Hello Derselbe, I agree with your explanation, however I would like to add that 'If I could' can be used to express a hypothetical situation also.

1.)If I (could/were able to) tell her [that] I love her, I would (but I can't because she's dead.) _Hypothetical_

2.) If (I could/the opportunity arises to) speak with Mr. Smith, I'd be delighted. _Potential/conditional_

I'm not a grammarian, but this is the way I percieve it and If anyone knows better, I'm all ears.


----------



## wide12

Hi again, I am grateful for all your answers. As for the original meaning of the sentence, I tried to imply a possibility...I mean, I'll try to explain the sentence:
If I had the chance to fall in love again, I'd fall in love with you.

or...

If I were able to fall in love again, I'd fall in love with you.

I hope this can clear the original meaning of what I wrote


----------



## Derselbe

Thank you TunS! That cleared it up for me.

@wide12

Do you want to say, that you are not able to fall in love again (maybe because you have been hurten so badly) or do you want to say, that you may fall in love again one day, but you don't know yet?


----------



## wide12

Actually, none of them. Maybe the second meaing is closer to what I want to say, but still it is not what I want to say. 

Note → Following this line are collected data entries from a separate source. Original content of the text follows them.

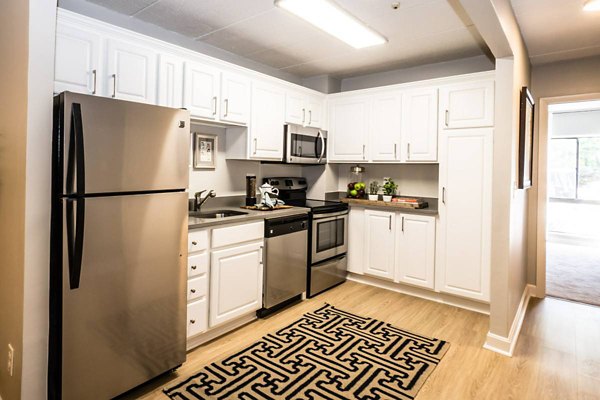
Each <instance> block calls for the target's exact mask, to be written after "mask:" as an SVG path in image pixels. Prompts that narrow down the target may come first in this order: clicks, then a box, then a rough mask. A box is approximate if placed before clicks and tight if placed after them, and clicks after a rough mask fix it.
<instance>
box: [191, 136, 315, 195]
mask: <svg viewBox="0 0 600 400" xmlns="http://www.w3.org/2000/svg"><path fill="white" fill-rule="evenodd" d="M191 131H192V132H202V133H208V134H213V135H217V137H218V141H219V144H218V149H217V165H216V168H215V169H206V170H199V169H198V170H196V169H194V168H193V167H192V151H191V146H190V186H189V193H190V198H191V197H193V195H194V193H195V192H199V191H200V190H205V189H213V190H215V192H216V193H217V196H220V197H223V196H239V195H245V194H246V174H249V173H251V174H255V175H256V177H257V182H259V184H260V183H261V182H262V178H263V177H266V176H303V171H302V167H300V166H297V165H285V164H261V163H260V162H259V161H241V160H226V158H225V157H226V152H225V149H226V141H227V132H226V129H224V128H220V127H213V126H207V125H199V124H192V128H191ZM281 134H282V135H283V127H282V133H281ZM192 135H193V133H192ZM190 143H193V141H191V140H190ZM207 205H210V200H209V202H208V203H207Z"/></svg>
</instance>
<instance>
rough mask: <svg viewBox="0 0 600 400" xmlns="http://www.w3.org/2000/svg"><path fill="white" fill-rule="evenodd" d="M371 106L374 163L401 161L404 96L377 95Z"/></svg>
mask: <svg viewBox="0 0 600 400" xmlns="http://www.w3.org/2000/svg"><path fill="white" fill-rule="evenodd" d="M371 105H372V111H371V131H370V133H371V135H370V136H371V144H370V154H371V157H370V158H371V160H372V161H399V160H400V145H401V143H400V137H401V130H402V126H401V113H402V94H401V93H400V92H390V93H386V94H379V95H376V96H374V97H373V100H372V103H371Z"/></svg>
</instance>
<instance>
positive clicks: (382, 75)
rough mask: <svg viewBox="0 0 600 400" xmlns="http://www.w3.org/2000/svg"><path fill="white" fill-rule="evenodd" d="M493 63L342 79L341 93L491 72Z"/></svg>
mask: <svg viewBox="0 0 600 400" xmlns="http://www.w3.org/2000/svg"><path fill="white" fill-rule="evenodd" d="M493 69H494V62H493V61H491V60H490V59H488V58H487V57H486V56H477V57H469V58H463V59H459V60H452V61H446V62H441V63H436V64H427V65H420V66H418V67H411V68H402V69H396V70H393V71H386V72H378V73H375V74H367V75H361V76H355V77H352V78H346V79H342V85H341V86H342V87H341V91H342V92H347V91H350V90H359V89H366V88H371V87H377V86H386V85H394V84H399V83H406V82H415V81H421V80H425V79H434V78H442V77H446V76H452V75H462V74H469V73H474V72H482V71H492V70H493Z"/></svg>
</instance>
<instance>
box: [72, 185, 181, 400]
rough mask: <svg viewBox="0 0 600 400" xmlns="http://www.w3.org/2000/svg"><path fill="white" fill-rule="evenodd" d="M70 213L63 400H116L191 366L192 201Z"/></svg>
mask: <svg viewBox="0 0 600 400" xmlns="http://www.w3.org/2000/svg"><path fill="white" fill-rule="evenodd" d="M81 207H84V213H83V214H80V215H78V214H77V210H78V209H81ZM63 212H64V214H65V216H64V220H65V221H64V223H63V231H64V235H63V242H64V245H63V276H64V277H65V278H64V279H63V290H62V292H63V306H62V310H63V323H62V390H63V395H62V398H63V399H65V400H71V399H73V400H74V399H77V400H86V399H109V398H112V397H114V396H116V395H118V394H120V393H123V392H124V391H126V390H128V389H131V388H133V387H135V386H137V385H139V384H141V383H143V382H145V381H147V380H149V379H151V378H153V377H155V376H157V375H159V374H161V373H162V372H165V371H168V370H170V369H172V368H174V367H176V366H178V365H181V364H182V363H183V362H184V361H185V354H186V353H185V349H186V262H187V241H186V237H187V194H186V193H185V192H179V193H162V194H151V195H135V196H115V197H93V198H79V199H65V200H64V208H63ZM81 215H83V217H82V216H81ZM82 224H83V229H82V230H81V231H80V230H79V229H78V228H80V227H81V226H82ZM81 232H83V238H81V237H80V236H79V237H78V235H81ZM81 239H82V240H81ZM80 242H81V243H82V246H81V249H82V253H81V269H80V274H79V279H78V280H77V281H75V282H74V281H73V279H69V278H70V277H72V276H73V271H72V269H73V268H74V267H77V265H75V266H74V265H73V264H77V263H76V261H77V259H78V257H77V256H76V255H74V254H73V252H76V251H77V247H78V246H77V245H74V244H73V243H80ZM75 275H77V274H75ZM72 287H74V288H73V289H72Z"/></svg>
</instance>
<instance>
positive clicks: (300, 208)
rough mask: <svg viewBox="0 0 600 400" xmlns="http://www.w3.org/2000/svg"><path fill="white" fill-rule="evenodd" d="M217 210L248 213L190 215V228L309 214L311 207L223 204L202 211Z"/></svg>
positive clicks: (189, 225)
mask: <svg viewBox="0 0 600 400" xmlns="http://www.w3.org/2000/svg"><path fill="white" fill-rule="evenodd" d="M216 210H235V211H243V212H247V213H248V214H245V215H236V216H232V217H227V218H196V217H188V229H200V228H208V227H212V226H217V225H226V224H243V223H246V222H249V221H260V220H264V219H269V218H278V217H285V216H288V215H296V214H307V213H308V212H309V211H310V209H309V208H304V207H292V208H284V209H281V210H273V211H255V210H246V209H243V208H240V207H239V206H238V207H235V206H223V207H210V208H209V207H207V208H204V207H203V208H202V212H207V213H208V212H212V211H216Z"/></svg>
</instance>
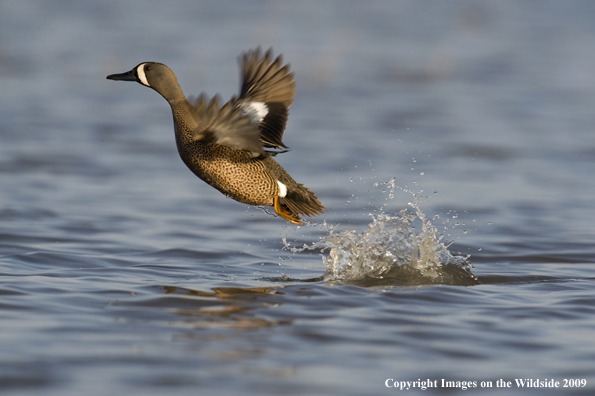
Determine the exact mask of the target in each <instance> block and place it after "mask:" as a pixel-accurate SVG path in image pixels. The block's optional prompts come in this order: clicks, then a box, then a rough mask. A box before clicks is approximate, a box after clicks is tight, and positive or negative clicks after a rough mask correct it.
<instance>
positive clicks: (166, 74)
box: [107, 47, 326, 225]
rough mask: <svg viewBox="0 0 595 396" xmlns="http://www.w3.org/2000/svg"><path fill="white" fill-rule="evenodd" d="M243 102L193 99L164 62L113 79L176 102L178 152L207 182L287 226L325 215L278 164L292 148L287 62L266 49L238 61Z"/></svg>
mask: <svg viewBox="0 0 595 396" xmlns="http://www.w3.org/2000/svg"><path fill="white" fill-rule="evenodd" d="M238 61H239V63H240V68H241V73H240V74H241V84H240V93H239V95H238V96H235V95H234V96H233V97H232V98H231V99H230V100H229V101H228V102H226V103H225V104H221V99H220V98H219V95H216V96H214V97H213V98H212V99H209V98H208V97H207V95H206V94H204V93H201V94H200V95H199V96H198V97H197V98H196V100H193V99H192V98H186V96H185V95H184V93H183V91H182V88H181V87H180V84H179V83H178V79H177V77H176V75H175V74H174V72H173V71H172V70H171V69H170V68H169V67H168V66H166V65H164V64H162V63H157V62H143V63H140V64H138V65H137V66H135V67H134V68H133V69H132V70H130V71H127V72H125V73H120V74H111V75H109V76H107V79H108V80H116V81H136V82H137V83H139V84H141V85H144V86H146V87H149V88H151V89H153V90H155V91H157V93H159V94H160V95H161V96H163V98H164V99H165V100H166V101H167V102H168V103H169V105H170V107H171V110H172V116H173V121H174V133H175V139H176V146H177V149H178V152H179V154H180V157H181V159H182V161H183V162H184V164H186V166H187V167H188V168H189V169H190V170H191V171H192V172H193V173H194V174H195V175H196V176H198V177H199V178H200V179H202V180H203V181H205V182H206V183H207V184H209V185H210V186H212V187H214V188H215V189H217V190H219V191H220V192H221V193H223V194H224V195H225V196H227V197H229V198H232V199H234V200H236V201H238V202H241V203H243V204H247V205H254V206H261V207H262V206H272V207H273V208H274V210H275V213H276V214H277V215H279V216H280V217H282V218H283V219H285V220H287V221H289V222H291V223H294V224H297V225H302V224H303V220H302V216H308V217H314V216H318V215H320V214H321V213H322V212H323V211H324V210H326V208H325V207H324V206H323V205H322V203H320V201H319V200H318V198H317V197H316V195H315V194H314V193H313V192H312V191H310V189H308V188H306V187H304V185H303V184H300V183H297V182H296V181H295V180H294V179H293V178H292V177H291V176H290V175H289V174H288V173H287V171H286V170H285V169H284V168H283V167H282V166H281V165H279V163H278V162H277V161H275V159H274V158H273V157H275V156H276V155H277V154H281V153H284V152H286V151H288V150H289V147H288V146H286V145H285V144H284V143H283V133H284V131H285V126H286V123H287V118H288V115H289V107H290V106H291V105H292V103H293V99H294V96H295V88H296V82H295V80H294V74H293V72H291V71H290V67H289V64H285V65H284V64H283V60H282V55H279V56H277V57H276V58H274V59H273V55H272V48H271V49H269V50H267V51H266V52H264V53H263V51H261V49H260V47H257V48H255V49H251V50H248V51H246V52H244V53H243V54H241V55H240V57H239V58H238Z"/></svg>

Hmm...How should I explain it..., I want to say that as *timeless*, nor past nor future nor present, as in "if we go back to  the past, i would fall again in love with you" but also " if I fall in love again, I'd (like to) fall in love again with you".

Quite a tricky sentence, I understand what I want to say, but somehow it's hard to explain


----------



## TunS

Derselbe said:


> Thank you TunS! That cleared it up for me.
> 
> @wide12
> 
> Do you want to say, that you are not able to fall in love again (maybe because you have been hurten so badly) or do you want to say, that you may fall in love again one day, but you don't know yet?

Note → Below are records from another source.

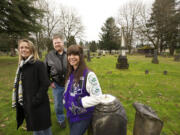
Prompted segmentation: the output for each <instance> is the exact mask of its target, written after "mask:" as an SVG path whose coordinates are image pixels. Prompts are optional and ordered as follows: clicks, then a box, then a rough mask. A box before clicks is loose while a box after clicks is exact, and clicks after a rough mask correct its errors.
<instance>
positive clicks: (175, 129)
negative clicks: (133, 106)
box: [0, 56, 180, 135]
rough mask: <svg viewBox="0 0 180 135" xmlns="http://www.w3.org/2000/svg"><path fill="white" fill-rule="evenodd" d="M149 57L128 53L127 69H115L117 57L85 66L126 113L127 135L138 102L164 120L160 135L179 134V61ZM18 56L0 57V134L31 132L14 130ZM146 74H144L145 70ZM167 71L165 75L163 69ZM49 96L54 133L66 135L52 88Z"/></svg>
mask: <svg viewBox="0 0 180 135" xmlns="http://www.w3.org/2000/svg"><path fill="white" fill-rule="evenodd" d="M151 60H152V58H145V57H144V56H128V62H129V69H128V70H118V69H116V68H115V66H116V62H117V57H115V56H103V57H101V58H100V59H97V58H93V59H92V60H91V62H88V63H87V64H88V66H89V67H90V68H91V69H92V70H93V71H94V72H95V73H96V75H97V76H98V79H99V82H100V84H101V87H102V91H103V93H106V94H112V95H114V96H116V97H117V98H118V99H119V100H120V101H121V103H122V104H123V106H124V108H125V110H126V113H127V116H128V135H132V134H133V133H132V131H133V125H134V118H135V109H134V108H133V106H132V104H133V103H134V102H136V101H137V102H140V103H143V104H146V105H148V106H150V107H152V109H153V110H155V111H156V113H157V115H158V116H159V118H160V119H161V120H162V121H163V122H164V127H163V130H162V132H161V135H180V128H179V127H180V83H179V82H180V62H175V61H174V60H173V58H163V57H159V62H160V64H152V63H151ZM17 61H18V58H17V57H7V56H1V57H0V71H1V72H0V101H1V102H0V135H12V134H13V135H31V134H32V133H31V132H26V131H25V128H24V127H25V125H23V127H21V128H20V130H18V131H17V130H16V119H15V110H13V109H12V108H11V94H12V87H13V81H14V76H15V72H16V68H17ZM146 69H147V70H149V74H147V75H146V74H145V70H146ZM164 70H167V71H168V73H167V75H164V74H163V71H164ZM49 96H50V101H51V110H52V115H51V116H52V124H53V125H52V131H53V134H54V135H68V134H69V129H68V128H67V129H66V130H61V129H60V128H59V127H58V125H57V122H56V118H55V112H54V105H53V98H52V92H51V89H49Z"/></svg>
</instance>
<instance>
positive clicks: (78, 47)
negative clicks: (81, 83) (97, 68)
mask: <svg viewBox="0 0 180 135" xmlns="http://www.w3.org/2000/svg"><path fill="white" fill-rule="evenodd" d="M71 54H74V55H78V56H79V58H80V62H79V65H78V68H77V69H76V70H75V71H74V69H73V67H72V66H71V65H70V64H69V62H67V63H68V72H67V77H66V81H67V80H68V78H69V76H70V74H71V73H72V72H73V74H74V78H75V82H79V79H80V77H81V76H82V75H83V71H84V69H86V68H88V67H87V66H86V63H85V60H84V55H83V48H82V47H81V46H79V45H71V46H70V47H69V48H68V49H67V56H68V55H71Z"/></svg>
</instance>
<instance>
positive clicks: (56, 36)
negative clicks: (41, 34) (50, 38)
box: [52, 34, 64, 40]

No problem! Maybe this isn't such a predicament in Japanese, perhaps both meanings can be achieved through a single sentence. Whereas in English, we have the subjuntive to highlight this difference. 

Hello Wide12,

In Spanish would your sentence be:

"Si pudiera enamorarme otra vez (pero no puedo), me enamoraría de ti." (perdona mi castellano!)

If so, what your saying is that it is near impossible for you to fall in love with this person as there are obstacles (e.g. you're married to someone else, etc.), in this case I would use Wishful-san's suggestion:

もし、もう一度だけ人を恋することができるのなら、その時は君を恋するだろう。

(By the way, I'm in no way a skilful Japanese speaker )


----------



## wide12

Hello TunS,

Nice Spanish , Yes, in Spanish that would be my sentence, but how would the sentence look like if we drop the " it is near impossible for you to fall in love with this person"  (even if there are obstacles you can fall in love I guess?  )

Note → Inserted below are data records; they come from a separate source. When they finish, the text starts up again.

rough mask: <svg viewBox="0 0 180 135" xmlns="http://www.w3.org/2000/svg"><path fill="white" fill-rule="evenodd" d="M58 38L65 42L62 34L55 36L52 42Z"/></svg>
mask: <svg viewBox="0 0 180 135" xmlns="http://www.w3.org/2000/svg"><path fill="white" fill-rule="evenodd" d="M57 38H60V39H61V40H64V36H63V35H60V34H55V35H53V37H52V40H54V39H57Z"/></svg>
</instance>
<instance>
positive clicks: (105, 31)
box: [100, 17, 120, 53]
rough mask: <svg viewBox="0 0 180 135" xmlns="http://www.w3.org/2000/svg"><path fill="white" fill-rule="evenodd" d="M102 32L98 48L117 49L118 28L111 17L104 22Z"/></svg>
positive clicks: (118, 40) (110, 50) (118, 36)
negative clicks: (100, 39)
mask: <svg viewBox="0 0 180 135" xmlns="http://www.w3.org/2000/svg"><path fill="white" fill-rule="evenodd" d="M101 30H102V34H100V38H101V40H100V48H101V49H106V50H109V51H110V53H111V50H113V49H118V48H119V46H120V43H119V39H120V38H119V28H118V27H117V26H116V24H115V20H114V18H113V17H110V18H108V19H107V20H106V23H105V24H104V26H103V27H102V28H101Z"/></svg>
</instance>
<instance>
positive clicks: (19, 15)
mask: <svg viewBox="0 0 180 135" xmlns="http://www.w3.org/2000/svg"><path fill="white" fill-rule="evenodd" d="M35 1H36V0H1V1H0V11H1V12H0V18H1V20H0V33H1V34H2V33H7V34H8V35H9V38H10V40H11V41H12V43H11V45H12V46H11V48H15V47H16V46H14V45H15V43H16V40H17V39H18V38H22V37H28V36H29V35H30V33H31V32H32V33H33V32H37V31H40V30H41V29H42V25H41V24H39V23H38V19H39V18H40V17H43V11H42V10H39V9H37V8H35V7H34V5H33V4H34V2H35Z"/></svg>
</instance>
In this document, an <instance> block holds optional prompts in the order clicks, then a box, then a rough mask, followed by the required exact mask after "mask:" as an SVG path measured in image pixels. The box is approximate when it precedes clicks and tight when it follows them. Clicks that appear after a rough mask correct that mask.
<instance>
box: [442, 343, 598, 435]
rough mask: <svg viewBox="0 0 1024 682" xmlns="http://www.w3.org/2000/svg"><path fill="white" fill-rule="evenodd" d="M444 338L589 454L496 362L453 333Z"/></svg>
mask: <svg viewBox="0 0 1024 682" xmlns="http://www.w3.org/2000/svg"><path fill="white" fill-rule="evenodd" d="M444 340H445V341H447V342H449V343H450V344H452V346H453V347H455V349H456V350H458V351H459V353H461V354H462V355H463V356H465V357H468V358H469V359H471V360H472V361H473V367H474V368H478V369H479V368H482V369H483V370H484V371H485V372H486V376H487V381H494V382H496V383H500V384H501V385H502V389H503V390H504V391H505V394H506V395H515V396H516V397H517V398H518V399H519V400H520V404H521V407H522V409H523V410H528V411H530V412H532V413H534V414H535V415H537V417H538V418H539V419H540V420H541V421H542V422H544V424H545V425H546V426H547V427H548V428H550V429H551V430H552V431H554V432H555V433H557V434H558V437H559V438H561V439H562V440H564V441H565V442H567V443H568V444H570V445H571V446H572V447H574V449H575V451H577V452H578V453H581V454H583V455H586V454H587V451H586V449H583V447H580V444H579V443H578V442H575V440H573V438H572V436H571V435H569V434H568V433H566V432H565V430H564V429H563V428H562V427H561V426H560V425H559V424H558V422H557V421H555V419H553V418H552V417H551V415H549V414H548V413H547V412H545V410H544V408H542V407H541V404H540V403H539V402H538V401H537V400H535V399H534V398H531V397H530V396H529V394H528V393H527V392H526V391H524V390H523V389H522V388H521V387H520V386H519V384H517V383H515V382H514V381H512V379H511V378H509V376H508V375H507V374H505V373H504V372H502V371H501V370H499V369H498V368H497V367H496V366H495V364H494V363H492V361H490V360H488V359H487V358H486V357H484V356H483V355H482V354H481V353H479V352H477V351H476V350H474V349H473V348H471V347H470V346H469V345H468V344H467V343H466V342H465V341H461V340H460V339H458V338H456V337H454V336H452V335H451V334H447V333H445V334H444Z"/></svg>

It's like saying, you fell in love in the past with that person, and saying that in the past you'd fall in love again with that person, but also you would like to fall in love again with that person again in the future.

Thanks for your answers


----------



## TunS

wide12 said:


> Hello TunS,
> 
> Nice Spanish , Yes, in Spanish that would be my sentence, but how would the sentence look like if we drop the " it is near impossible for you to fall in love with this person"  (even if there are obstacles you can fall in love I guess?  )
> 
> It's like saying, you fell in love in the past with that person, and saying that in the past you'd fall in love again with that person, but also you would like to fall in love again with that person again in the future.
> 
> Thanks for your answers



Hello again, 

I'm not proficient enough to suggest an alternative, I'm just trying to make your request clearer for the Natives and Fluent speakers. Discúlpame, no quiero darte una frase que estará lleno de errores .


----------